AURORA, OH – It was a spring morning when Gene Schimandle awoke unable to catch his breath.
As a former emergency responder, he wasn’t worried. He figured it was an upper respiratory infection.
It wasn’t.
“I was diagnosed in the next three days with congestive heart failure and I was told that I was going to be put onto a heart transplant list,” Gene said. “It was a big life change. I was teaching CPR and advanced cardiac life support and being the life saver, not the guy needing his life saved.”
Gene had no idea of the long road ahead.
Over the course of 12 years, two ventricular assist devices and a variety of medications after his initial diagnosis his doctors at the Cleveland Clinic told him there was only one option left.
“I was to wait in the hospital for a heart,” Gene said.
But heart donations were becoming increasingly rare.
“He said, ‘We’re just not getting any hearts,’” Gene recalled his surgeon saying. “And I said, ‘Well, I really believe that when I absolutely need a heart… it’s going to be shared with me.’”
As a retired emergency medicine worker, Gene knew he couldn’t take the gift of a new heart lightly.
“I knew not to take life for granted… I learned how easily this life can be snipped away,” Gene said. “I knew that there was going to be a tragedy that had to take place for me to continue to live.”
On May 6, 2017, Gene got the call. Along with it came both happiness and sadness.
“When I got the call to say, ‘Gene we found you a heart!’ my wife said, ‘Why aren’t you more happy? Why aren’t you excited about this?’” Gene said. “It was an excitement and kind of dread because I knew somebody had to die for me to be able to get the heart.”

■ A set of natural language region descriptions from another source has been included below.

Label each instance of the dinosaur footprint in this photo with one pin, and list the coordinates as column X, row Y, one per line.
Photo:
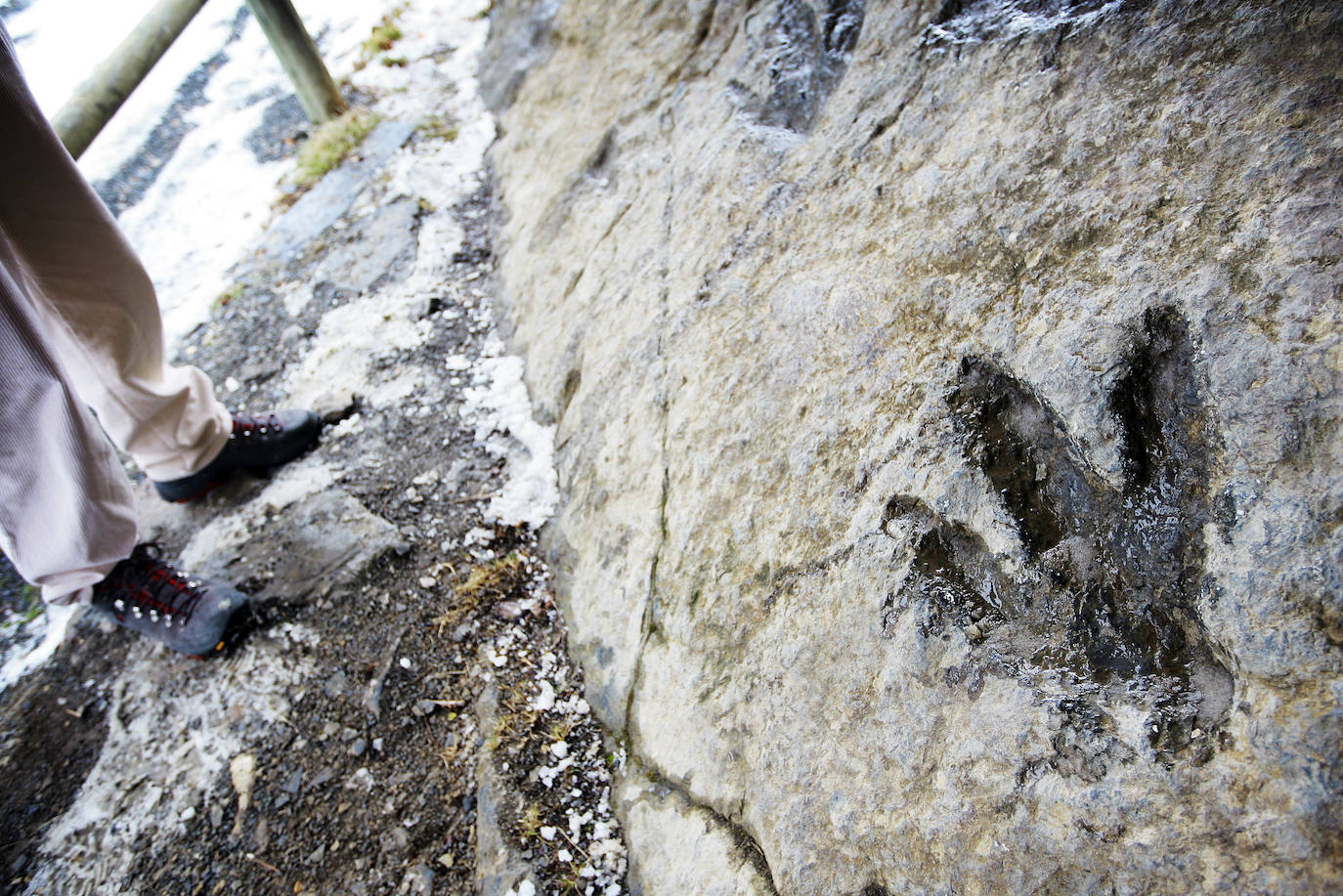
column 1105, row 590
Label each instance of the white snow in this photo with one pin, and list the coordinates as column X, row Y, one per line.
column 43, row 635
column 501, row 412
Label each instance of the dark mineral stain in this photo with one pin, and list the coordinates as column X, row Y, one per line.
column 804, row 56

Days later, Gene had a new heart.
“The surgery lasted through the seventh and into the eighth,” Gene said. “I celebrate my second birthday… my daughters had a birthday cake when I got home from the hospital, ‘Dad’s new birthday – May 8, 2017.’”

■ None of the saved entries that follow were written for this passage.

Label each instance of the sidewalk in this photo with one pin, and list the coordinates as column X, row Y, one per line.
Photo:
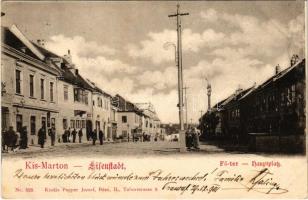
column 49, row 148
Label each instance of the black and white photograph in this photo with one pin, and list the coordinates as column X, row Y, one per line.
column 153, row 79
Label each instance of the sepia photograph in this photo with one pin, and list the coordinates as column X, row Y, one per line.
column 144, row 86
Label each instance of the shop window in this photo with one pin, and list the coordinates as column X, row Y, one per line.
column 31, row 82
column 42, row 88
column 51, row 91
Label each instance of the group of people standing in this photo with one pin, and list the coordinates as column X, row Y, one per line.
column 13, row 139
column 70, row 136
column 192, row 138
column 93, row 136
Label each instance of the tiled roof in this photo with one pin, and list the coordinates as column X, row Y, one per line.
column 9, row 38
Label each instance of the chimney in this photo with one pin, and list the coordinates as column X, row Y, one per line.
column 41, row 43
column 277, row 69
column 68, row 57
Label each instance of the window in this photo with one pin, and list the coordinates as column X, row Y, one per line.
column 44, row 122
column 42, row 89
column 18, row 81
column 76, row 94
column 98, row 102
column 31, row 82
column 72, row 124
column 53, row 122
column 64, row 124
column 124, row 119
column 86, row 98
column 32, row 125
column 124, row 133
column 77, row 123
column 65, row 92
column 51, row 91
column 18, row 122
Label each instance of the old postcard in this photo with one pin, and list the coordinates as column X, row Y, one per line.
column 153, row 99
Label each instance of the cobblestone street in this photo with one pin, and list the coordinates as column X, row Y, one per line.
column 137, row 149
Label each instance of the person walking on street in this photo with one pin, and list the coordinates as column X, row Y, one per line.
column 64, row 137
column 52, row 136
column 80, row 135
column 94, row 136
column 41, row 136
column 195, row 135
column 189, row 139
column 101, row 137
column 74, row 133
column 23, row 138
column 68, row 135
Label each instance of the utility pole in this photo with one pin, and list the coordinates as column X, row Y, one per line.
column 180, row 74
column 185, row 96
column 209, row 92
column 201, row 112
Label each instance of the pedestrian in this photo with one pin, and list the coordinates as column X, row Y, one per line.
column 4, row 139
column 80, row 135
column 195, row 136
column 68, row 135
column 188, row 135
column 42, row 136
column 101, row 137
column 10, row 138
column 74, row 133
column 94, row 136
column 53, row 135
column 143, row 134
column 64, row 137
column 23, row 138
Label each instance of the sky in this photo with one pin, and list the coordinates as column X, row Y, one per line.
column 120, row 45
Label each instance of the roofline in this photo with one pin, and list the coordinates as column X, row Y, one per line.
column 28, row 59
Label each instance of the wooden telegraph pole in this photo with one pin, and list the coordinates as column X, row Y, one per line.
column 180, row 74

He felt alive and well for the first time in years. His health was so good that within the first six months of his transplant, he began training for a 5k Thanksgiving Turkey Trot.
But something was still weighing on him.
Meeting his donor's family
“One of the rules is you weren’t supposed to meet the donor’s family for a year. For grieving purposes so that they have a chance to… some healing. Time for them to get beyond that horrible tragedy.”

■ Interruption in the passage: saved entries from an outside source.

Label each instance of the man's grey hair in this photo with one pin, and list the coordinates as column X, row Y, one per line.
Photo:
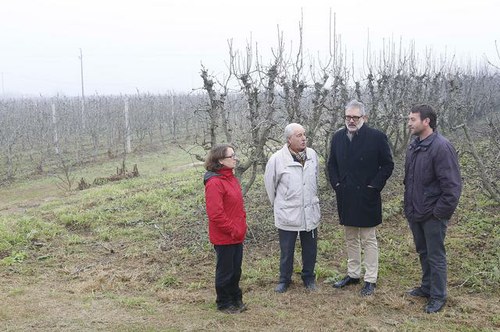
column 357, row 104
column 289, row 130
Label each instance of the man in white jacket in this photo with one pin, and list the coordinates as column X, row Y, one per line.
column 291, row 180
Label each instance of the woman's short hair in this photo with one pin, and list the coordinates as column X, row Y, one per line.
column 217, row 153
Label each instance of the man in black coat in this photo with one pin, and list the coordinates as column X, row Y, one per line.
column 433, row 185
column 359, row 165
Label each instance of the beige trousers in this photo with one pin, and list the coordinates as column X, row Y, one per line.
column 357, row 239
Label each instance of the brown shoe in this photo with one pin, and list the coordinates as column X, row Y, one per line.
column 418, row 292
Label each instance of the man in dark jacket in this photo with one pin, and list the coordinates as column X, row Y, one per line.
column 432, row 189
column 359, row 165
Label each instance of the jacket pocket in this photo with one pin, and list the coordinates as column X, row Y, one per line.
column 289, row 216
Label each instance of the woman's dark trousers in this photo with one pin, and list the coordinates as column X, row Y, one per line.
column 228, row 274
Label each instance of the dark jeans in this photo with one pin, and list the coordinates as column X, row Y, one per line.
column 228, row 274
column 309, row 243
column 429, row 242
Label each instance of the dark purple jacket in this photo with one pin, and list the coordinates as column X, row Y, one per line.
column 432, row 179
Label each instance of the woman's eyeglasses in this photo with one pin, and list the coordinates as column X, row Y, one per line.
column 355, row 118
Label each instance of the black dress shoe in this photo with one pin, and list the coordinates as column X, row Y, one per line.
column 418, row 292
column 229, row 310
column 240, row 305
column 311, row 286
column 368, row 289
column 346, row 281
column 434, row 305
column 281, row 288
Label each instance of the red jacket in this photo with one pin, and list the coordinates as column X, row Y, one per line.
column 225, row 210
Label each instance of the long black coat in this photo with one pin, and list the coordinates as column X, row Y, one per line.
column 355, row 165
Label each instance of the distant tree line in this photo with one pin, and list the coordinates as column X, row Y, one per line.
column 249, row 106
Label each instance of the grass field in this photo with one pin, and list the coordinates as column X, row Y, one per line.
column 134, row 256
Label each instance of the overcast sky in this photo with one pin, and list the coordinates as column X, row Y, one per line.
column 159, row 45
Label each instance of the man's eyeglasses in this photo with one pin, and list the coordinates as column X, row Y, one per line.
column 355, row 118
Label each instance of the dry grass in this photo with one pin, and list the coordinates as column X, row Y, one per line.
column 129, row 279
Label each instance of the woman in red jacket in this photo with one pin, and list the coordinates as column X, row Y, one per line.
column 226, row 225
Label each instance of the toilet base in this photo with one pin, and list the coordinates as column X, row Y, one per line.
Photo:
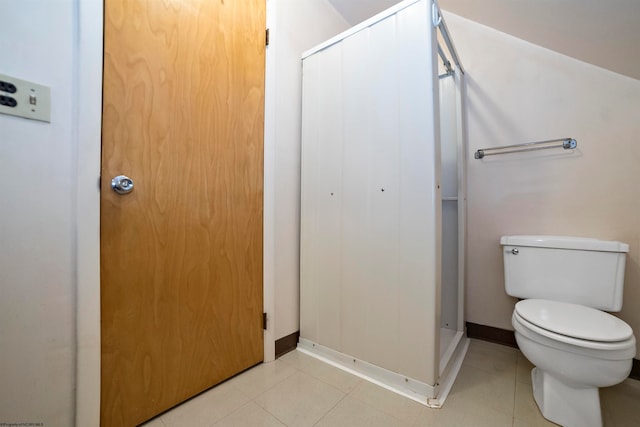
column 563, row 404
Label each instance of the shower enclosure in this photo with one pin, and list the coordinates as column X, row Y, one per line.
column 383, row 202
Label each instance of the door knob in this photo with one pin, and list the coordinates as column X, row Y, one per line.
column 122, row 184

When a local news station picked up Gene’s story of tackling a 5K just months after surgery, a friend of his donor family was watching.
“They contacted Fox, Fox contacted me and said, ‘Gene, would you like to meet your donor family?’ I would love to meet my donor family.”
Gene met his donor’s family prior to his race and learned the identity of his donor, a young man named Cody.
“I met them eight minutes before the race began,” Gene recalled. “Cody’s mom listened to her son’s heart beating in my chest just before the race started as did Cody’s grandmother, brother, dad and his fiancée.”
Then Gene learned the devastating story behind his new heart.
“I know that Cody was a magnificent young man,” Gene said. “(Cody’s) dad had always driven as they worked at the same place so Cody didn’t feel the need for having a driver’s license. He had gotten his driver’s license so his mom and dad could have that weekend to celebrate their wedding anniversary and he drove into an intersection that he wasn’t familiar and a truck hit him and four days later I got the call.”
A walk of honor
“The tragedy for this young man and his family was the blessing I needed to continue on with my life.”
Gene wanted to do something greater to honor Cody, his family and bring awareness to the importance of organ donation.
“I started daydreaming about what I could be doing to assist in getting folks aware of how important it is to be an organ donor and into my brain screams, ‘You need to be walking to the White House!’” Gene said. “I thought, ‘Pretty strange thought.’”
Gene couldn’t stop thinking about the 357 -mile walk from his home to the White House. It would be a way for him to put his heart to use and promote organ donation awareness.
“I looked at [the calendar] and I saw my birthday was April 11 and my new birthday was May 8, so I counted the days in between. It was 27 and 27 fit right into 357. It was 13 miles that I had to cover each and every day to make the trek.”
He decided to embark on the journey, 13 miles a day, with organized events along the way to tell his story.
Cody’s family and his doctors cheered him on as he departed Cleveland on his birthday. He walked through Pittsburgh, along the Chesapeake, to Cumberland and along the Potomac into Washington D.C., informing people of the gift he had received along the way.
“When I met [Cody’s] family, I realized it wasn’t just that I was so very fortunate in having this gift that I’ll never be able to repay,” Gene said. “But they were now of the understanding that Cody didn’t die for nothing. That there was a true reason, a true person who was alive because of Cody’s gift.”
On the one year anniversary of his heart transplant, Gene reached the White House, which he compared it to the tinman finding his heart in Oz. But his true blessing was being able to spread the importance of organ donation.
“The gift of life is such a magnificent gift. So, the gift from the donor is so precious,” Gene said. “I think we just take it for granted. We shouldn’t do that.”